En août 1958, André Neher est frappé par le brutal décès de sa sœur Suzel Revel, âgée de 50 ans. Il est encore sous le choc de cette disparition lorsqu’il est mis en contact avec Jean Dahhan (1), philosophe, et son frère Bernard, peintre, tous deux gravement handicapés par une paralysie presque totale (myopathie). Ils vivent à Oran, en Algérie. André Neher s’ouvre de sa souffrance à Jean Dahhan dont il a immédiatement perçu et apprécié la profondeur, faite de sensibilité et d’intelligence mêlées.
Strasbourg, le 10 novembre 1958
Vais-je trouver la sérénité et le détachement qui me permettraient de choisir et de délimiter un sujet ? Je crains que non et je crois qu’il n’est pas souhaitable que j’essaie de m’évader de ce qui m’entoure et me tient encore par toutes les limites de mon être : la souffrance.

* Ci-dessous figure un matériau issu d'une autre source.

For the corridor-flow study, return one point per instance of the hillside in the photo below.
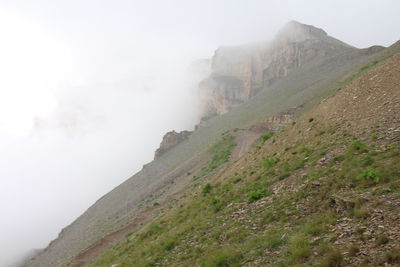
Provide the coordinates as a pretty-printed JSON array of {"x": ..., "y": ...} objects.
[
  {"x": 174, "y": 176},
  {"x": 324, "y": 191}
]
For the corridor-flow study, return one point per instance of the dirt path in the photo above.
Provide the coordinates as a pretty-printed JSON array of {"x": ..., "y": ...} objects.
[{"x": 106, "y": 242}]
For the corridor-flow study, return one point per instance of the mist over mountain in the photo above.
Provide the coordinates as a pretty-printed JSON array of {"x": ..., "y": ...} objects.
[{"x": 171, "y": 94}]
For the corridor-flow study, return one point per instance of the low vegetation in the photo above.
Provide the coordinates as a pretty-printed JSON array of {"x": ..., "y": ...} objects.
[
  {"x": 240, "y": 218},
  {"x": 221, "y": 152}
]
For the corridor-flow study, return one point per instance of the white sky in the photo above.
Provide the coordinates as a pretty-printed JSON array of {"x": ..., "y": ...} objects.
[{"x": 101, "y": 80}]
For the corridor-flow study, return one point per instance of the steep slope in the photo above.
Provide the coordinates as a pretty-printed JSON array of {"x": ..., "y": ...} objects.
[
  {"x": 170, "y": 176},
  {"x": 324, "y": 191},
  {"x": 238, "y": 73}
]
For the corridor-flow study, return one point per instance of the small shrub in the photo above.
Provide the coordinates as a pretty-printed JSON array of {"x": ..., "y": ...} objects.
[
  {"x": 392, "y": 256},
  {"x": 370, "y": 175},
  {"x": 382, "y": 240},
  {"x": 299, "y": 249},
  {"x": 266, "y": 136},
  {"x": 353, "y": 250},
  {"x": 333, "y": 258},
  {"x": 270, "y": 162},
  {"x": 358, "y": 146},
  {"x": 222, "y": 258},
  {"x": 360, "y": 213},
  {"x": 207, "y": 189},
  {"x": 367, "y": 161},
  {"x": 256, "y": 195},
  {"x": 274, "y": 239}
]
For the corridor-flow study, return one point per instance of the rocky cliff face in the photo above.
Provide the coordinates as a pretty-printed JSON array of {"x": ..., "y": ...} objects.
[
  {"x": 170, "y": 140},
  {"x": 238, "y": 73}
]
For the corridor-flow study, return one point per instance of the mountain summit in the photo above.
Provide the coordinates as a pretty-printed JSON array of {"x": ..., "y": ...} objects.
[{"x": 239, "y": 72}]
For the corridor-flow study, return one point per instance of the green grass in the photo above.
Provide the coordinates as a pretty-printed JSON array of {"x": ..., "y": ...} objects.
[
  {"x": 221, "y": 152},
  {"x": 221, "y": 224},
  {"x": 359, "y": 73}
]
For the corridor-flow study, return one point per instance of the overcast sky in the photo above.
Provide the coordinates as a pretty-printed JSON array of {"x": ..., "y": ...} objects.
[{"x": 88, "y": 88}]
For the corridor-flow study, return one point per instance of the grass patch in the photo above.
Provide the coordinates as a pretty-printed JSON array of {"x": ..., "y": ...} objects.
[{"x": 221, "y": 152}]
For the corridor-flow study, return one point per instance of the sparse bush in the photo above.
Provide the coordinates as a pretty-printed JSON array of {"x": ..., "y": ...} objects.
[
  {"x": 207, "y": 189},
  {"x": 382, "y": 240},
  {"x": 266, "y": 136},
  {"x": 353, "y": 250},
  {"x": 392, "y": 256},
  {"x": 360, "y": 213},
  {"x": 367, "y": 161},
  {"x": 370, "y": 175},
  {"x": 270, "y": 162},
  {"x": 333, "y": 258},
  {"x": 299, "y": 249},
  {"x": 256, "y": 195},
  {"x": 274, "y": 239},
  {"x": 222, "y": 258},
  {"x": 358, "y": 147}
]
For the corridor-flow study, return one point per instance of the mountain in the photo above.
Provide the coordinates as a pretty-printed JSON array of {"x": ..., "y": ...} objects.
[
  {"x": 238, "y": 73},
  {"x": 176, "y": 202}
]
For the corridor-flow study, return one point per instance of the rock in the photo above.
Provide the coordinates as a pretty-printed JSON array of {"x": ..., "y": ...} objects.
[{"x": 239, "y": 72}]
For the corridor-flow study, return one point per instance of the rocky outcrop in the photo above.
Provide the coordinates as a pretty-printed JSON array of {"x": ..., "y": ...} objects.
[
  {"x": 170, "y": 140},
  {"x": 238, "y": 73}
]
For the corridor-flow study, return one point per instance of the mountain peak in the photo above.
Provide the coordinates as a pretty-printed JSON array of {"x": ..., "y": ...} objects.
[{"x": 295, "y": 31}]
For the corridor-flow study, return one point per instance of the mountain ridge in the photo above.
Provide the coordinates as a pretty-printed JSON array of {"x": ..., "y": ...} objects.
[{"x": 167, "y": 178}]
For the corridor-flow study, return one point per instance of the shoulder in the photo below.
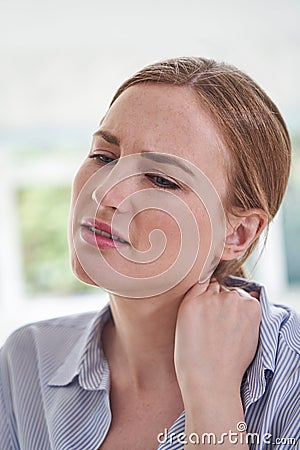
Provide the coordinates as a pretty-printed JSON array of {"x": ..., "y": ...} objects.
[{"x": 36, "y": 343}]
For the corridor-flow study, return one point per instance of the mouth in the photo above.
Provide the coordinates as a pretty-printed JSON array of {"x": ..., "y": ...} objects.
[
  {"x": 105, "y": 234},
  {"x": 102, "y": 232}
]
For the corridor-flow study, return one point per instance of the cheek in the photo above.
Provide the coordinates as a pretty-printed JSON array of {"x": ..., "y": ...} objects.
[{"x": 155, "y": 228}]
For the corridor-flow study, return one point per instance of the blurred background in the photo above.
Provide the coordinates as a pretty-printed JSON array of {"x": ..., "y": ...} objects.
[{"x": 60, "y": 63}]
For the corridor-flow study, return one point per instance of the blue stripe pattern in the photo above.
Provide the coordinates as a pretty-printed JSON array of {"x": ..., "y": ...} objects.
[{"x": 55, "y": 383}]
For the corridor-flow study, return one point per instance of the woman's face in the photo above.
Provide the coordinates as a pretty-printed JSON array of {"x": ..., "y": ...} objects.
[{"x": 156, "y": 163}]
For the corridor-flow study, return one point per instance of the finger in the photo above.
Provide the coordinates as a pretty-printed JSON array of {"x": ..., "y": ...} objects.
[{"x": 213, "y": 286}]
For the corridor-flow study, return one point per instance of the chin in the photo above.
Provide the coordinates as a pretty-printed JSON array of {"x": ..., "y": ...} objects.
[{"x": 79, "y": 272}]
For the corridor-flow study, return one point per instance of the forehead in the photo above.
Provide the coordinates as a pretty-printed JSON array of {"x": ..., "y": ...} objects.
[{"x": 168, "y": 119}]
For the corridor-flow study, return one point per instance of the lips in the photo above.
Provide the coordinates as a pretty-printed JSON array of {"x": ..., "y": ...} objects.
[{"x": 102, "y": 233}]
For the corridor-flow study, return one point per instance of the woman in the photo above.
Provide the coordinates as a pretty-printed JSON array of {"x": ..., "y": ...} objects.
[{"x": 186, "y": 170}]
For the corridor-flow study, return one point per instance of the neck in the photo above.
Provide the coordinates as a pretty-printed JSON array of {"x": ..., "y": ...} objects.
[{"x": 139, "y": 342}]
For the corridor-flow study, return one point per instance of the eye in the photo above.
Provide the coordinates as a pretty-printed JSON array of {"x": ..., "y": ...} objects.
[
  {"x": 101, "y": 158},
  {"x": 163, "y": 182}
]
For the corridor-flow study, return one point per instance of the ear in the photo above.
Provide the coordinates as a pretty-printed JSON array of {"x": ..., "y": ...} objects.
[{"x": 242, "y": 231}]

Souffrance face à la mort qui est un rapt. Souffrance face aux survivants qui sont des mutilés. Souffrance face à la vie qui a changé de pente et de signe. Souffrance devant Dieu qui est Père et Roi – dans le Silence.
D’autant plus blessé que j’avais consacré un cours à Job et que, comme chez Job, soudain, la réflexion a été mise à l’épreuve de la réalité. Je vous envoie quelques notes introductives inspirées par une approche juive du livre de Job et dans lesquelles tout, semble-t-il, trouve sa place pour qui sait interroger la tradition sur ce problème : mystère – mais qui a son point d’appui en l’homme et sa référence en Dieu. Job n’est pas un homme éprouvé comme Avraham qui retrouve l’enfant qu’il croyait perdu. C’est l’homme qui perd ses enfants – et, s’il en retrouve, ce ne peut être que d’autres. Mais la souffrance, en le rejetant sur lui-même, l’oblige précisément à se transcender vers autrui ou vers Dieu.
Cher Jean Dahhan, le choc de ces idées avec l’expérience réelle ne me les a pas fait perdre, mais comme par le marteau de la Parole de Dieu, dont parle Jérémie, elles ont été pulvérisées en mille étincelles qui brillent, sans doute, et restent lumière pour moi, mais d’un feu dispersé – dans lequel j’aspire à pouvoir remettre un ordre et un sens.
Je sais que vous connaissez vous aussi la souffrance sous de multiples formes. Voulez-vous me dire comment vous la ressentez, la pensez ? Au lieu de vous répondre, je vous pose des questions.
Voyez-y le signe de ma profonde sympathie et de mon estime pour vous, et de la certitude que j’ai de pouvoir trouver en vous, avec vous, une route sur laquelle il sera réconfortant et fécond d’avancer.